I loved reading all the responses. So interesting to me. Just a comment on the wise words one about never being a stay at home mom and having to ask your husband for an allowance. I have to guess that the person writing that does not have children. I too never thought I would ever want to stay home after I had a baby. I was almost 35 when I had my first, so I had worked for many years and had a nice career. But let me tell you, nothing prepared me for how I would feel when I had that baby. I did go back for about 6 months but I realized that my heart was not in it anymore and I wanted to be the one raising my own child. This was about 10 years ago and I have never looked back. My husband and I never had the kind of relationship where he “gave” me an allowance or I had to ask for money for anything. We are fortunate that he has a successful career and all of our money had been combined since we got married. We have all joint accounts and no one has to ask anyone for money.
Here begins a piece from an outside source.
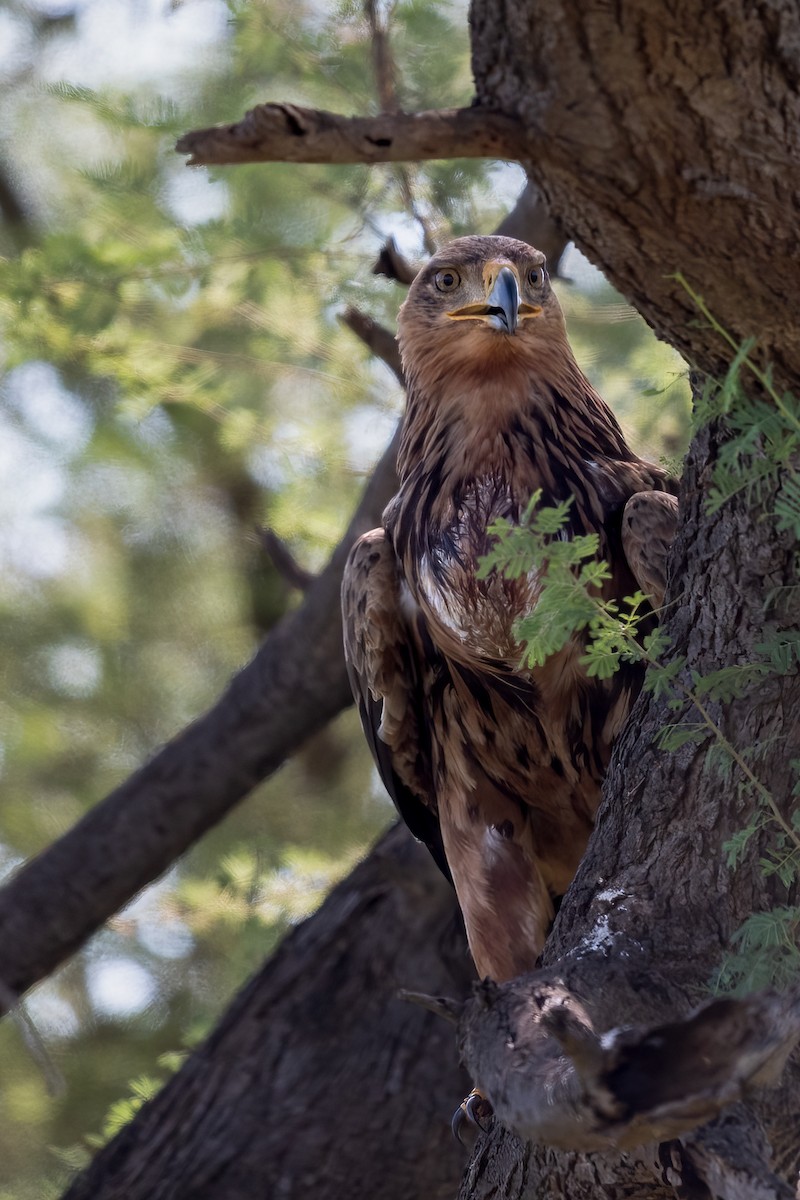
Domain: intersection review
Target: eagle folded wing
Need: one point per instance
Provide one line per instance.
(649, 525)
We know what is reasonable to spend, we have made good investment choices and we have no debt besides our mortgage. We made the decision, as a couple, that we thought the best thing was for me to stay home and raise our family. So I would hope that no one has a husband who would treat them like a child that they have to dole money out to if you were home raising their children. So ladies, you can still be independent and stay home with your children if you marry the kind of guy who will be supportive of you and your decisions. Personally, that’s the kind of guy I would shoot for anyway, regardless of whether you decide to stay home or not. The kind of guy who will be supportive of your choices no matter what is worth his weight in gold!